Brooke no respondió.
Se giró para observar su cuadro de los amantes que no se tocaban. Quería imaginarse que Lux estaba totalmente equivocada. Lux había entrado en el piso de Bill y había dicho «hola» al gorila de dos mil dólares con tutú que llevaba años viviendo allí en silencio. Ahora que le habían puesto nombre, no iba a regresar a las sombras.
—Sólo ha habido un par de hombres —dijo Bill sinceramente. Y, dado que consideraba que las relaciones sexuales que había tenido fuera de Estados Unidos no contaban realmente, él creía de corazón que era verdad—. Y no he tenido relaciones sexuales con nadie excepto contigo en al menos cinco años. Tú eres lo mejor de mi vida.
Brooke intentó procesar la información. Pensó en todas las veces que se había acostado con Bill. Lux tenía que estar equivocada. La chiflada esa de Queens. ¿Qué sabía ella?
Brooke permaneció de pie en la entrada del piso de Bill. De pronto todo lo que podía ver era la noche en St. Kid en que hicieron el amor con Jack Berenbott. Rememoró la noche, pero no consiguió encontrar ni una sola pista. Se lo pasaron bien con Jack, luego volvieron a su habitación y lo volvieron a hacer ellos dos solos. Había habido años de buen sexo desde entonces hasta ahora. Eso tenía que contar para algo.
Entonces comparó el magnífico sexo pasado con su impotencia presente. A lo mejor sólo necesitaban un descanso. A lo mejor él podía controlarlo. ¿Pero quería ella que lo controlara? ¿Quería estar con alguien que siempre estaba conteniendo la respiración? Empezó a dolerle la cabeza. Era demasiado. Estaba de pie en el final de la plataforma continental. De repente, todo lo que había ante ella era océano.
—Me voy a casa ya —dijo Brooke—. Llama a mi chófer, si no te importa.
Ganar
Margot estaba tumbada en la cama, pensando en la masturbación. El sol del sábado se filtraba por la persiana y no tenía nada apuntado en su agenda. Si quería, podía pasar toda la mañana en la cama dedicada al amante más constante y fiable que jamás había tenido.
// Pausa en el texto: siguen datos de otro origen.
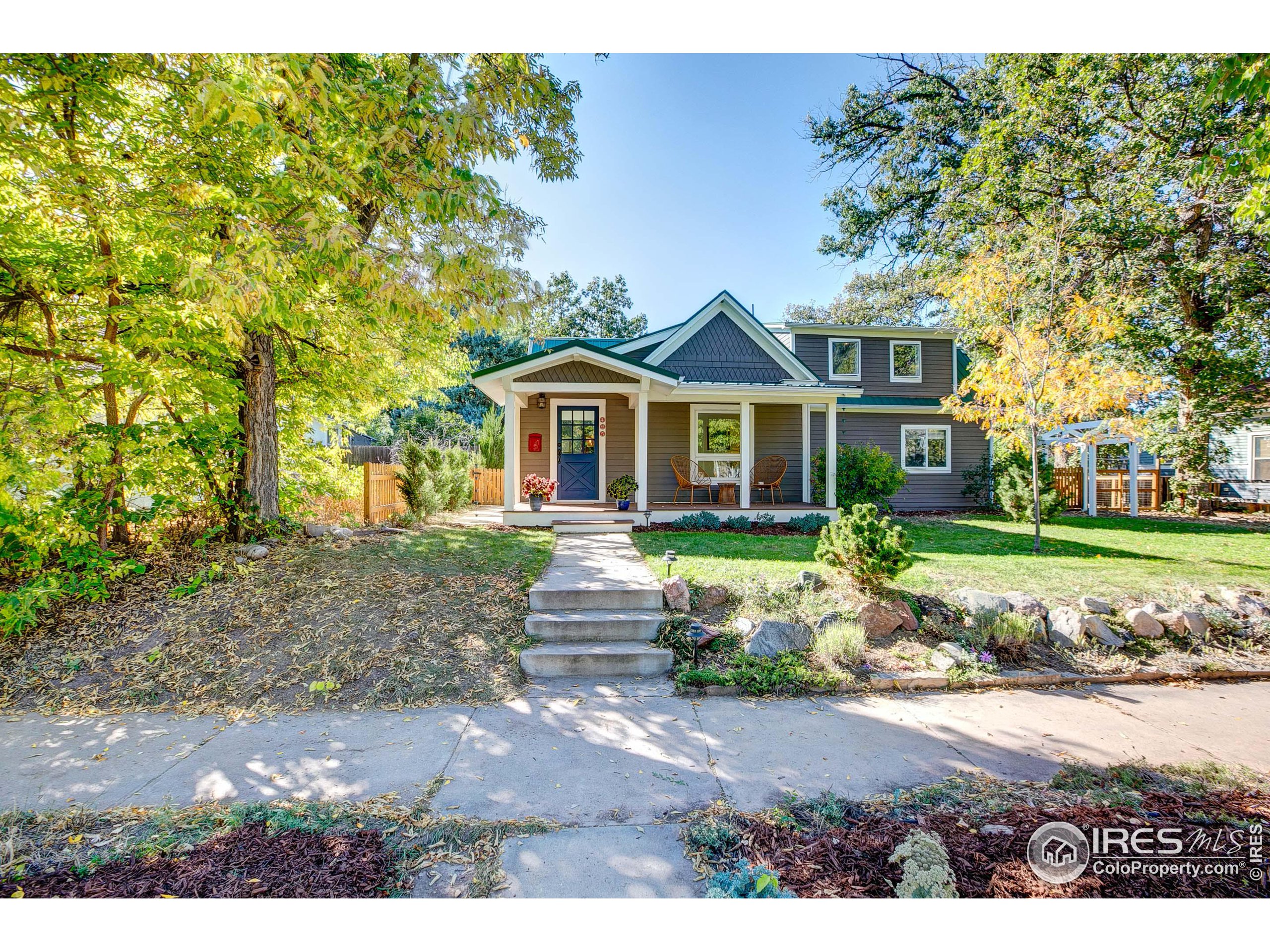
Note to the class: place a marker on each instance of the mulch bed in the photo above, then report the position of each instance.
(242, 864)
(854, 860)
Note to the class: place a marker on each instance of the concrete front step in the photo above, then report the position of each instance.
(583, 659)
(562, 626)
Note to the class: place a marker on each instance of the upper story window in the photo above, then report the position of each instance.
(844, 358)
(906, 362)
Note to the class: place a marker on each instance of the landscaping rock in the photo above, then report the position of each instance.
(771, 638)
(878, 620)
(676, 592)
(810, 581)
(1066, 626)
(1143, 625)
(713, 597)
(1098, 629)
(1023, 603)
(980, 601)
(907, 620)
(827, 620)
(1098, 606)
(1196, 624)
(1244, 603)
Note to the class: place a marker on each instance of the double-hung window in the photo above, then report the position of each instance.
(926, 448)
(906, 362)
(844, 358)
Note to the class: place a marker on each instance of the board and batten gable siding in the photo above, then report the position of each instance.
(924, 490)
(813, 350)
(577, 372)
(779, 432)
(619, 434)
(667, 436)
(723, 353)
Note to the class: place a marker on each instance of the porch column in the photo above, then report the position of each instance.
(642, 448)
(1133, 479)
(831, 454)
(807, 452)
(511, 431)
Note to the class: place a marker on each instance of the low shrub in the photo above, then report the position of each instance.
(746, 881)
(807, 525)
(872, 550)
(841, 643)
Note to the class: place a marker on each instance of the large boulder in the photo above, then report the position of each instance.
(907, 620)
(1095, 606)
(1023, 603)
(713, 597)
(1098, 629)
(1144, 626)
(676, 592)
(1244, 603)
(879, 620)
(771, 638)
(1066, 626)
(980, 601)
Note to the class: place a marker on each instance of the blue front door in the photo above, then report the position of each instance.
(578, 452)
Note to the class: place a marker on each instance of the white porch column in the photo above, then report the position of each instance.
(807, 452)
(642, 447)
(1133, 479)
(511, 434)
(831, 454)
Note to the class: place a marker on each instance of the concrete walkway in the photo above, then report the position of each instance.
(602, 756)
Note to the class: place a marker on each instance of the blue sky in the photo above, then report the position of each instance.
(695, 178)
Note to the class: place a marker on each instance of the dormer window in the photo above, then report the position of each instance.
(844, 358)
(906, 362)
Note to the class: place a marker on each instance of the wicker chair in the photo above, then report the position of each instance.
(767, 474)
(690, 476)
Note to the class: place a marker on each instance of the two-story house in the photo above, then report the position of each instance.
(709, 413)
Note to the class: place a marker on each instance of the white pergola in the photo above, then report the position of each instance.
(1090, 436)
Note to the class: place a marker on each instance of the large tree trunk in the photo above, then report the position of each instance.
(258, 464)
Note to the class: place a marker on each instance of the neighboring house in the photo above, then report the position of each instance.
(726, 391)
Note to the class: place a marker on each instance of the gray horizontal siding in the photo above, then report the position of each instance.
(723, 353)
(813, 350)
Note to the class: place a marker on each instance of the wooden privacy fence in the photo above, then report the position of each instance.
(1113, 489)
(380, 497)
(488, 486)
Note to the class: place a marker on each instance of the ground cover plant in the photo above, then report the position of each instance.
(384, 619)
(977, 831)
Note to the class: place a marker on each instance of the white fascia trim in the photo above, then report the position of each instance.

Pensando en sí misma, se quitó la camiseta y los pantalones de chándal y empezó a mover su pelvis formando un sensual número ocho, frotando sus muslos desnudos contra la suavidad de las sábanas.
Consideró la posibilidad de darse un baño largo y delicioso. Margot empezó a planificar la mañana. Llenaría la profunda bañera de agua caliente lo suficiente para que acariciara la parte inferior de su vagina abierta mientras ella masajeaba con sus dedos la superior. Entonces, justo antes de correrse, sacaría su cuerpo y lo pondría de nuevo sobre la cama, donde llegaría al orgasmo perfecto, a uno de esos que le hacía arañar las almohadas y gritar al techo. Luego, pensó Margot, saldría fuera a tomar un buen desayuno.